A tennis champion’s guide to playing in Halifax | Visit Halifax | Halifax, Nova Scotia | THE COAST
Nicolela at Dalhousie Tennis Courts (by Shirreff Hall). ASHLEY STRINGER
Nicolela at Dalhousie Tennis Courts (by Shirreff Hall). ASHLEY STRINGER

A tennis champion’s guide to playing in Halifax

Tennis star Anna Nicolela says any court can be a good court: “I play wherever is open.”

If Anna Nicolela's life were made into a sports movie, it's easy to imagine where the training montage would be—the scene where, over intense music, the protagonist works tirelessly to defy all expectations. It would start when she's around 13, after losing strings of tennis matches at Canadian national championships. These losses followed countless local wins: Nicolela had excelled in Nova Scotia and Atlantic Canada, establishing herself as a young player to watch.

“I would go out to the bigger tournaments, the national ones, and I just got walked over,” she recalls. “The other girls were a lot better than me because they had girls to play with all the time, and I didn't really have that here.”

Nicolela, who grew up in Halifax, started playing in national tournaments at around the age of 10, but it was in her teenage years when she finally reached a tipping point. The problem was simple: With so few other girls playing the sport competitively in the area, the pool of people to practice against was too small to improve. Frustrated, she took her progress into her own hands, practicing against the boys at her club—HEADstart Tennis—and training herself at the gym. In short, she did everything she could to ensure her sweeping losses wouldn’t be repeated.

“The expectation was to lose,” she says. “Even the coaches that were taking the team to nationals wouldn't be surprised when [we] would get blown off the court. I didn’t like that feeling.”

Her efforts—combined with out-of-province training, like a tennis camp in Montreal and a year spent at a New York boarding school—would pay off. In addition to performing better in Canadian championships, with two top-20 finishes at nationals, she excelled in the Maritimes, earning multiple Atlantic titles (she thinks the exact number is 13, though she’s not quite sure) and winning the Nova Scotia Open in both 2018 and 2019.

Nicolela’s success was a long time coming. She started playing tennis not long after she started walking, her first memories of holding a racket taking place at the age of three or four. In the beginning, it wasn't something she took seriously—at least, not any more seriously than the host of other sports she spent her childhood involved in, ranging from ringette to swimming and gymnastics. She was just one of those kids who loved being active, picking up anything her parents let her. She jokes that her dad (who’s from Brazil, where soccer is immensely popular), hoped that’s the sport she would stick with.

“I was just really horrible at soccer. I just had no talent for it at all,” she laughs. “I guess I had a knack for tennis.”

Now an undergraduate student at Queen’s University, where she just finished her second year studying life sciences, the 20-year-old’s life revolves less around tennis than it does academics.
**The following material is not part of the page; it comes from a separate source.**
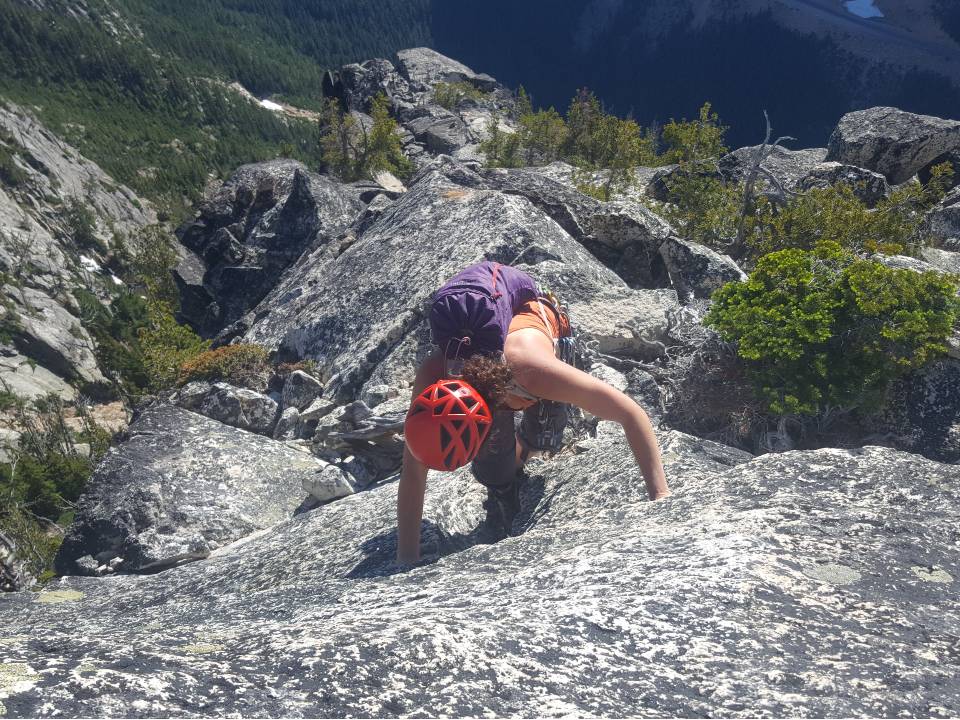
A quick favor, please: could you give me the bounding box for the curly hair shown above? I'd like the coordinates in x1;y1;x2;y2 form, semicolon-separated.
461;354;513;410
She’s spending her summer back home in Halifax, where she’s working as a summer research student in Dalhousie’s immunology department. Though she’s happy to be working in her field, she misses having the time to coach, which she’s done on-and-off for the past few years.

“Growing up without a bunch of girls to play with wasn’t super easy for me, so I love to coach girls and get them involved in the sport as well,” she says.

Nicolela has no plans of ever playing professionally, but she does plan to keep playing competitively, especially at a university level: when she returns to school in the fall, it’ll be as the captain of Queen’s tennis team. Though she's too busy to play as much as she'd like this summer, she still makes an effort to hit the courts in Halifax at least twice a week. She’s not alone in that—given that outdoor tennis is a safe and distanced sport, it seems more and more people across the city are seeking out public courts.